Dix jours ouvrables, soit deux semaines, dans un moment aussi capital que l’arrivée d’un enfant au sein de la famille et lorsque partenaire et nouveau-né ont besoin d’un soutien, semble infiniment peu. Le CFFB est favorable à un allongement du congé de paternité à 15 semaines, comme celui des mères[11]. Il serait temps de faire progresser notre société en allongeant la durée de ce congé afin non seulement de permettre aux pères de jouer le rôle qu’ils désirent dans la vie de leur enfant, mais aussi de favoriser et renforcer l’égalité femmes-hommes.
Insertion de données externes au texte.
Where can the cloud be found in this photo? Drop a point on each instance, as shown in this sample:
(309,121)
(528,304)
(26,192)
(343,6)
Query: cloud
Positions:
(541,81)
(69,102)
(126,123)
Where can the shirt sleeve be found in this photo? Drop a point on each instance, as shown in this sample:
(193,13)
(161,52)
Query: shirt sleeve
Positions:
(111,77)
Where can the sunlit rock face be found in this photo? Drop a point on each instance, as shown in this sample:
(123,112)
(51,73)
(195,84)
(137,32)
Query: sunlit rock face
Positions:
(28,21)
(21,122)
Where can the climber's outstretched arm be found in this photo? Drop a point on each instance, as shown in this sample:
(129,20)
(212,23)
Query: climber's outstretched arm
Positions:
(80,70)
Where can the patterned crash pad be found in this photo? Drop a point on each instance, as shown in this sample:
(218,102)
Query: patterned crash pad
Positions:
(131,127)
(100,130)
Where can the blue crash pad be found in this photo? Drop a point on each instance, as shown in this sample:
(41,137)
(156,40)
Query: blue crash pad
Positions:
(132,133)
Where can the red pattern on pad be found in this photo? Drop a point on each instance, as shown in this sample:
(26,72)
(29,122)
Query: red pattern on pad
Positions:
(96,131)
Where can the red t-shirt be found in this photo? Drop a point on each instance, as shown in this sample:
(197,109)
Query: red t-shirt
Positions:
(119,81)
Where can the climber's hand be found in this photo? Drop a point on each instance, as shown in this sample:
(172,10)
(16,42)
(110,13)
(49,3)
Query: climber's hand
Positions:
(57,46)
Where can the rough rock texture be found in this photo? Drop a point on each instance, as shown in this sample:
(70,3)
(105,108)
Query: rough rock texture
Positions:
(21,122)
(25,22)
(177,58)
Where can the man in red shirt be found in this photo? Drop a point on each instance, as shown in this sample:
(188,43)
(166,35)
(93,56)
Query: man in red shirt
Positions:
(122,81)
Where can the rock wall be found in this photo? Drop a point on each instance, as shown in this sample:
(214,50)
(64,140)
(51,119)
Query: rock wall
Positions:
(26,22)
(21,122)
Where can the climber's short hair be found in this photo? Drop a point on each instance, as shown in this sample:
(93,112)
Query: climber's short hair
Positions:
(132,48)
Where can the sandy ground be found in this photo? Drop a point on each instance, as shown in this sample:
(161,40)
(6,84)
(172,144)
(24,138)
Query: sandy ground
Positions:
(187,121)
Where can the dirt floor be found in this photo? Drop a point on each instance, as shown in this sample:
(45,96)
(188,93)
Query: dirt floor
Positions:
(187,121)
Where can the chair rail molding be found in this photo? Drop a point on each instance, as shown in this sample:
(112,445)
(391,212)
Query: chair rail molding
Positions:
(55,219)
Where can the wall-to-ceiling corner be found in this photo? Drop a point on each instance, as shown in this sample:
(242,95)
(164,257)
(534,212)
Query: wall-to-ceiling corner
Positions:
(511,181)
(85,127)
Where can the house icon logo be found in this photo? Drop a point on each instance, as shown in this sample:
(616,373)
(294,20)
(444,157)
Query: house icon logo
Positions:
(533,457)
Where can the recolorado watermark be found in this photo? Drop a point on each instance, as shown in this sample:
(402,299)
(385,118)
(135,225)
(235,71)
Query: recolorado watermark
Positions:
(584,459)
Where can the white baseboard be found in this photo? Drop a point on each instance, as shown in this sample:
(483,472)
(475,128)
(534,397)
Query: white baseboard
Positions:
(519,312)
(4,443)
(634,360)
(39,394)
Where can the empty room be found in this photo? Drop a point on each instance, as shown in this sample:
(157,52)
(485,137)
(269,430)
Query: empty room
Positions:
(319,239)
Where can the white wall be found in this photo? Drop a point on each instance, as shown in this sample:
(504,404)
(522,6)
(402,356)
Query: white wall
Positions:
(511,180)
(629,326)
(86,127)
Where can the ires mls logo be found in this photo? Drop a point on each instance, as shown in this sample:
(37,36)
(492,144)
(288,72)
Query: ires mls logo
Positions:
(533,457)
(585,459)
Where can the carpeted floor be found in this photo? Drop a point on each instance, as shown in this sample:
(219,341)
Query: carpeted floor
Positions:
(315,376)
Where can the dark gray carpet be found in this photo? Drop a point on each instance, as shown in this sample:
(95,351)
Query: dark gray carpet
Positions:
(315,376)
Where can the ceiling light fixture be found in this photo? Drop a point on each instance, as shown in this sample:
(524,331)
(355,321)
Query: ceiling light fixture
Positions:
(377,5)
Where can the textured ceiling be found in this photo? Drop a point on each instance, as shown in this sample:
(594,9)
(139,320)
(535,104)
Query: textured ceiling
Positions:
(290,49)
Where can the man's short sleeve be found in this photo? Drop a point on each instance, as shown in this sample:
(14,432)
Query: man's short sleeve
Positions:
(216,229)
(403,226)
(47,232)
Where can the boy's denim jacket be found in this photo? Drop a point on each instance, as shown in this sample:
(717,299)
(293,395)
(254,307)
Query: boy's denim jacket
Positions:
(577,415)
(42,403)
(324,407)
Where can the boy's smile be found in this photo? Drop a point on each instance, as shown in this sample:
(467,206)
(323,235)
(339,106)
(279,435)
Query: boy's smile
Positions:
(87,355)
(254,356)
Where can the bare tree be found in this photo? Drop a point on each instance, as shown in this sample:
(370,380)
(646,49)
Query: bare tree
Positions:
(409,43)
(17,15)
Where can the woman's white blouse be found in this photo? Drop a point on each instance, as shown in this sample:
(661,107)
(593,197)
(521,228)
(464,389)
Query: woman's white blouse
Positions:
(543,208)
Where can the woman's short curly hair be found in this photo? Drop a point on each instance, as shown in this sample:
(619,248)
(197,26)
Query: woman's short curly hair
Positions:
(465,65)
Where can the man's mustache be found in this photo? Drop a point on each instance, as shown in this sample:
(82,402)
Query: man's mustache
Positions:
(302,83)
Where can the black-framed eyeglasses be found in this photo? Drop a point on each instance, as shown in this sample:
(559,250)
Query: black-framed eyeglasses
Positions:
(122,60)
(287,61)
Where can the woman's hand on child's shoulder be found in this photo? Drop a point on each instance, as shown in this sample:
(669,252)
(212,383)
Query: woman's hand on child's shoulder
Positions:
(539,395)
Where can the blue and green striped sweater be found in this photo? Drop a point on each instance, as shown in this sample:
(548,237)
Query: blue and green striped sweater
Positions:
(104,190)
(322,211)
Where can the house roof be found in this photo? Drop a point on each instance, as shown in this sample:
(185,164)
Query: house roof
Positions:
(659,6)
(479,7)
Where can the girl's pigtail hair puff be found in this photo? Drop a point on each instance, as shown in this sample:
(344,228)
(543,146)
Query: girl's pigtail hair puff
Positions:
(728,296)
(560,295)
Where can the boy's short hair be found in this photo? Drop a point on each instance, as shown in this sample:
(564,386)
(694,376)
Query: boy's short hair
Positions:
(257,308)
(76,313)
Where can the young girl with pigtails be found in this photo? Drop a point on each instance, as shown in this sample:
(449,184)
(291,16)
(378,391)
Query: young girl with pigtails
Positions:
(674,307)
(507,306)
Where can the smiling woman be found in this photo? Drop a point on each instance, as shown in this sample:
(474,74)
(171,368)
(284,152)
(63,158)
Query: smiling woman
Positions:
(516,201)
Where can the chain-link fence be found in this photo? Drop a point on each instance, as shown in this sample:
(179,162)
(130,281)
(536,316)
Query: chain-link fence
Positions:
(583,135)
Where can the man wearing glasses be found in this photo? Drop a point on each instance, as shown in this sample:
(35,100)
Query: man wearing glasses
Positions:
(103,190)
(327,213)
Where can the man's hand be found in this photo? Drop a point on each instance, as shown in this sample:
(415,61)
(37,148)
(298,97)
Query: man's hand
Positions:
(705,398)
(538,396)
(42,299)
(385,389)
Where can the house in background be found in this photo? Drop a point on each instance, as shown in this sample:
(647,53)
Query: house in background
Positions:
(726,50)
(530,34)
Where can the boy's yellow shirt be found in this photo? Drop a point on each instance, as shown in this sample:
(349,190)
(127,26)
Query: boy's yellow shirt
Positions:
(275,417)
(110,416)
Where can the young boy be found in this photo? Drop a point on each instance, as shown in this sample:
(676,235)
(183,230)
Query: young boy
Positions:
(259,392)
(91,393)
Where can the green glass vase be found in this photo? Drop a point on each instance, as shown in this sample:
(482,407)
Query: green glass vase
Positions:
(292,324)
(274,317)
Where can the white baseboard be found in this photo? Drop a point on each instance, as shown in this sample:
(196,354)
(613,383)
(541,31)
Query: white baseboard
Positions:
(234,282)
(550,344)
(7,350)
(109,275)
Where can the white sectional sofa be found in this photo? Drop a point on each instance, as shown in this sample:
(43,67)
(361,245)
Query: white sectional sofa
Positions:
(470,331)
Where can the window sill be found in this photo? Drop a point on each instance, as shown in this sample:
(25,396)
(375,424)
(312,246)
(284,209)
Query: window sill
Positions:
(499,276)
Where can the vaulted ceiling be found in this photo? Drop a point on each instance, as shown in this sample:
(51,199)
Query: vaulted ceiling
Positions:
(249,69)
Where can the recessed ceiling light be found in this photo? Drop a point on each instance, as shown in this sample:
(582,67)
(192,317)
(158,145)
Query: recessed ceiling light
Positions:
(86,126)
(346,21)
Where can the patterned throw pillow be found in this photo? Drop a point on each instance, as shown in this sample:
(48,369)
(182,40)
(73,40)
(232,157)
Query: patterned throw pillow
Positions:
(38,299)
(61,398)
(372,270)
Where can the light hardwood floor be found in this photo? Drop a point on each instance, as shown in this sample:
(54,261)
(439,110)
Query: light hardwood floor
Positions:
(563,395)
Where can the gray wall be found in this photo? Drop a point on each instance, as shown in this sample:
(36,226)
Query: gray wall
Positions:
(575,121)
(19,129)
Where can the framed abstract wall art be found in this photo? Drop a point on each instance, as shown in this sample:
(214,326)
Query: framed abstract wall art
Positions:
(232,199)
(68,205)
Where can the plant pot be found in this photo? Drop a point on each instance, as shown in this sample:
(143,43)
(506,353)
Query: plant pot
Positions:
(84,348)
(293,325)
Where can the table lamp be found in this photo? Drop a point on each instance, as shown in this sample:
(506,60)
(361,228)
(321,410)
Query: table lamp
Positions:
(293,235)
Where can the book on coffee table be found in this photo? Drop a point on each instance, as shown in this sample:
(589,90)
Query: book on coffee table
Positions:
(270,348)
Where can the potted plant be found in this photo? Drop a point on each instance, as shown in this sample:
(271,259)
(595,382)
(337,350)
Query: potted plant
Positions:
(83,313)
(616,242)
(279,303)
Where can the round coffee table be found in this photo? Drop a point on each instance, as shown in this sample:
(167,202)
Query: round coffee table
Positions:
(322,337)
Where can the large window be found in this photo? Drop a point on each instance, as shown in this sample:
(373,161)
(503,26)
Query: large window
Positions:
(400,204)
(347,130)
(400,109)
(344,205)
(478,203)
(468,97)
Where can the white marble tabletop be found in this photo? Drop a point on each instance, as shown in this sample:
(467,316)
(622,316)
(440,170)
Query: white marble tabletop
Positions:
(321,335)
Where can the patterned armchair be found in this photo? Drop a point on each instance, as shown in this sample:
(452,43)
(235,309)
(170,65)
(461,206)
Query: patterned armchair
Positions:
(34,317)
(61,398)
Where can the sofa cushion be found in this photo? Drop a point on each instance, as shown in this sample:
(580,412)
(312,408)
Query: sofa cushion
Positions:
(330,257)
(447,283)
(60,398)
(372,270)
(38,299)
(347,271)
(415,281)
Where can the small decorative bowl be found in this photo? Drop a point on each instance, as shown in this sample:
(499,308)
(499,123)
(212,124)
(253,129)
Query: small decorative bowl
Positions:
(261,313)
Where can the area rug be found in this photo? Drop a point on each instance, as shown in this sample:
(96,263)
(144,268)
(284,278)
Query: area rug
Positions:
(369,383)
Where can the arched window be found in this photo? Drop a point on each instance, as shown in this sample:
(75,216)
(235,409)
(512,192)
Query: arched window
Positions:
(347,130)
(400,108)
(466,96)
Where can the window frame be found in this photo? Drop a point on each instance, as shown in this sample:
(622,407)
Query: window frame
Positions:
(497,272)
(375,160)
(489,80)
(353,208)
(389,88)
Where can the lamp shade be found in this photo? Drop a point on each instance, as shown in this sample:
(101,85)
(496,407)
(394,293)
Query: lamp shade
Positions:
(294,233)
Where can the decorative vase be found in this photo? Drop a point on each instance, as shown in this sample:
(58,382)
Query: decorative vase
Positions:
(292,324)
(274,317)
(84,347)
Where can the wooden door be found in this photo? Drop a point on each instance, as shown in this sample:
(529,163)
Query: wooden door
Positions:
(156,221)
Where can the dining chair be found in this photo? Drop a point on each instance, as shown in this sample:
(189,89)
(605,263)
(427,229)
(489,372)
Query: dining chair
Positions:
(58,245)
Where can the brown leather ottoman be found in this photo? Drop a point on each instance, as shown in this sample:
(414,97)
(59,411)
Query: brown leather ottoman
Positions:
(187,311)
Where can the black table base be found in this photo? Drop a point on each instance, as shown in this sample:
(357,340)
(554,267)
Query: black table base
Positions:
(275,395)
Marianne Chagnon et Caroline Delava
Commission jeunes CFFB
[1] “Congé de paternité”, disponible sur https://emploi.belgique.be/fr/themes/jours-feries-et-conges/conge-de-paternite ;
[2] “Congé de paternité : vers une obligation et un allongement de la durée”, 05.02.2020, disponible sur www.rtbf.be/info/belgique/detail_conges-de-paternite-vers-une-obligation-et-un-allongement-de-la-duree?id=10425512 ; “Que va devenir le congé de paternité ?”, 05.02.2020, disponible sur www.lecho.be/economie-politique/belgique/economie/que-va-devenir-le-conge-de-paternite/10205804.html ;
[3] Institut pour l’égalité des femmes et des hommes, « Congé de paternité en Belgique : l’expérience des travailleurs », 2011, disponible sur https://igvm-iefh.belgium.be/fr/publications/de_ervaringen_van_werknemers_met_vaderschapsverlof_in_belgi_ ;
[4] “Les congés parentaux : un moyen d’accroître l’égalité hommes-femmes”, 08.10.2018, disponible sur www.rtbf.be/info/economie/detail_les-conges-parentaux-un-moyen-d-accroitre-l-egalite-hommes-femmes?id=10039720 ;
[5] “Les congés parentaux : un moyen d’accroître l’égalité hommes-femmes”, 08.10.2018, disponible sur www.rtbf.be/info/economie/detail_les-conges-parentaux-un-moyen-d-accroitre-l-egalite-hommes-femmes?id=10039720 ;
[6] Organisation Internationale du Travail, « Maternité et paternité au travail », 2017, disponible sur www.ilo.org/wcmsp5/groups/public/—dgreports/—dcomm/documents/publication/wcms_242619.pdf ;
[7] Johansson, E. A. “The effect of own and spousal parental leave on earnings”, Institute for Labour Market Policy Evaluation, Uppsala, 2010 ;
[8] “La France pourrait rendre le congé paternité obligatoire, mais elle ne le veut pas”, 21.11.2019, disponible sur www.slate.fr/story/184356/egalite-femmes-hommes-allongement-conge-paternite-obligatoire-rapport-igas-reticence-gouvernement ;
[9] “Congé de paternité : la Belgique dans la moyenne, la Suède loin devant”, 05.02.2020, disponible sur www.rtbf.be/info/societe/detail_conge-de-paternite-la-belgique-dans-la-moyenne-la-suede-loin-devant?id=10425468 ;
[10] Directive (UE) n° 2019/1158 du Parlement européen et du Conseil concernant l’équilibre entre vie professionnelle et vie privée des parents et des aidants et abrogeant la directive 2010/18/UE du Conseil ;
[11] « Pétition pour un congé de paternité de 15 semaines », 31.08.2020, disponible sur www.cffb.be/petition-pour-un-conge-de-paternite-de-15-semaines/.